Ojetayo was surprised and pleased when she received word of the honor, and also encouraged, because "I didn't exactly do a lot of the typical civil engineering stuff. I just pursued opportunities that I was passionate about even if engineering was not the focus."
Beginning as an undergraduate, Ojetayo blazed her own path. She graduated with an independent major in civil engineering with a concentration in sustainable development. She studied abroad in Cephalonia, Greece, working as an infrastructure planner on a community redevelopment project.
She earned her M.Eng. in engineering management through Cornell's Employee Degree Program while working as an assistant director in the Diversity Programs in Engineering office. In 2010 she left Ithaca for a job in Nigeria working on the Anam City project, where she managed a team master planning a model sustainable city.

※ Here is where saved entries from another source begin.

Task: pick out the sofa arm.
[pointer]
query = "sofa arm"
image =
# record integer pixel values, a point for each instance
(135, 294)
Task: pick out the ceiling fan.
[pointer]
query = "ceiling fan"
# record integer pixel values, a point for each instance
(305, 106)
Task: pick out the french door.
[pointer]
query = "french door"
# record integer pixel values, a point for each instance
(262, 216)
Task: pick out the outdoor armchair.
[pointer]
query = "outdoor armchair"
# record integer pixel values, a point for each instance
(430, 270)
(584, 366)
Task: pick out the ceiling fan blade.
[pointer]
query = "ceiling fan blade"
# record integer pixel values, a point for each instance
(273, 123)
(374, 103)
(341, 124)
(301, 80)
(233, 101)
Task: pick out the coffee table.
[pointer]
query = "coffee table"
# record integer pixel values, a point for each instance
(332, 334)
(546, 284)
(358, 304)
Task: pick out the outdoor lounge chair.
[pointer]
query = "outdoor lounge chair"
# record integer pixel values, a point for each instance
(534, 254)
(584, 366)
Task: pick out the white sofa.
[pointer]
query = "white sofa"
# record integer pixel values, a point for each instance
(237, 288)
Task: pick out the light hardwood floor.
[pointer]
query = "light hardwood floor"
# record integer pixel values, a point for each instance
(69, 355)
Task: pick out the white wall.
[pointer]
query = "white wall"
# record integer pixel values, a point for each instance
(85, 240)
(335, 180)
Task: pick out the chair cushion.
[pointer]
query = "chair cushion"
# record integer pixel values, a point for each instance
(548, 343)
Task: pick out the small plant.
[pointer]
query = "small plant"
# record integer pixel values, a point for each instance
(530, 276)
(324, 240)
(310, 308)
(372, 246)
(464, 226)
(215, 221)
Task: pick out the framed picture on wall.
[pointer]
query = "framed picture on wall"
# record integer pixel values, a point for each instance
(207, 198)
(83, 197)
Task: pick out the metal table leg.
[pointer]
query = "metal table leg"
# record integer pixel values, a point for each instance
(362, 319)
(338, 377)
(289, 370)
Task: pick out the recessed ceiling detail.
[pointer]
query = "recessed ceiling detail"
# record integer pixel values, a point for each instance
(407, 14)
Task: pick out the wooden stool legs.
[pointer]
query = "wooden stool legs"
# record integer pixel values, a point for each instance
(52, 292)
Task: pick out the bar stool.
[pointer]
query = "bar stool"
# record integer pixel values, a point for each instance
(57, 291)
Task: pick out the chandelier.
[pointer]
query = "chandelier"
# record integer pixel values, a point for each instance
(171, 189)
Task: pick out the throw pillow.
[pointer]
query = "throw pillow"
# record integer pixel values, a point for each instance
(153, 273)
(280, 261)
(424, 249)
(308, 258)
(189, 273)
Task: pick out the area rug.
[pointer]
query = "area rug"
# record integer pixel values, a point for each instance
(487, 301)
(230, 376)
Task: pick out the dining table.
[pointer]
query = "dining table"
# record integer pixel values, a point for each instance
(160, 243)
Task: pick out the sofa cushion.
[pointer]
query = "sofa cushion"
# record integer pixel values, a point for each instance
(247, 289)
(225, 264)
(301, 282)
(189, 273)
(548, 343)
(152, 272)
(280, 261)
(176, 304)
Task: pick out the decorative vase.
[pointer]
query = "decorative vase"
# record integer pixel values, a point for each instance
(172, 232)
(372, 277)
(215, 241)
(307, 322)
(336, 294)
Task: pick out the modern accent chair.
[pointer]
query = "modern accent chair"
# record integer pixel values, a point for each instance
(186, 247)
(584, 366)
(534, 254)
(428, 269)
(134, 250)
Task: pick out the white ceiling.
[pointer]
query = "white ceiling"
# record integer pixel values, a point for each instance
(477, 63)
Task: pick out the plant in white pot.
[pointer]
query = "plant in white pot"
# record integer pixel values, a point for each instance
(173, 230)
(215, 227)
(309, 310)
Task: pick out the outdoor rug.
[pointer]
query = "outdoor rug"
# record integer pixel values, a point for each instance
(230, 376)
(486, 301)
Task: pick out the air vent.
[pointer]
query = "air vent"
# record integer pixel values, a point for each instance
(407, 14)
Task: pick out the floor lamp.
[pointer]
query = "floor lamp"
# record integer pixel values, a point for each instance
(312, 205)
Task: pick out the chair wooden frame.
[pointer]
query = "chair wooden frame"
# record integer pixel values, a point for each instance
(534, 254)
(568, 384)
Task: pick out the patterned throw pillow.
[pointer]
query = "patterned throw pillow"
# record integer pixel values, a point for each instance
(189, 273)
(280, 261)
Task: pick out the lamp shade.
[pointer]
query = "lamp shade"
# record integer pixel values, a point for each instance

Soon after, Ojetayo, now a newlywed, decided to return to the U.S., and eventually to Ithaca, upon her hire in early 2012.
Ojetayo works in the energy and environmental engineering section of facilities services. For Cornell Tech, she and her supervisor, Steve Beyers, serve on the project management team for site development of the tech campus, which includes site utilities and energy services, civil works and landscaping.
With a compressed schedule and aggressive sustainability goals, Ojetayo calls the work both challenging and rewarding.
Her previous work on sustainable development for small cities helped prepare her for the challenges of site-wide planning. The tech campus provides an opportunity for engineers, architects and project managers to plan an efficient living-learning environment from the ground up -- no retrofitting or rehabbing mistakes of the past.
Ojetayo also points out that the Cornell Tech project involves many stakeholders, from faculty, alumni and students, to the Roosevelt Island community and New York City at large. As one of the owner's representatives, her role is to help manage the project within the spirit, intent and mission of Cornell.
"When [Kent Fuchs] was the engineering dean when I was a student, he would always emphasize that engineers are leaders first. They are problem solvers, and they can be anywhere in society … It was really good to be trained up in that environment, and I am blessed to now work with and be mentored by other engineers that embody that very principle."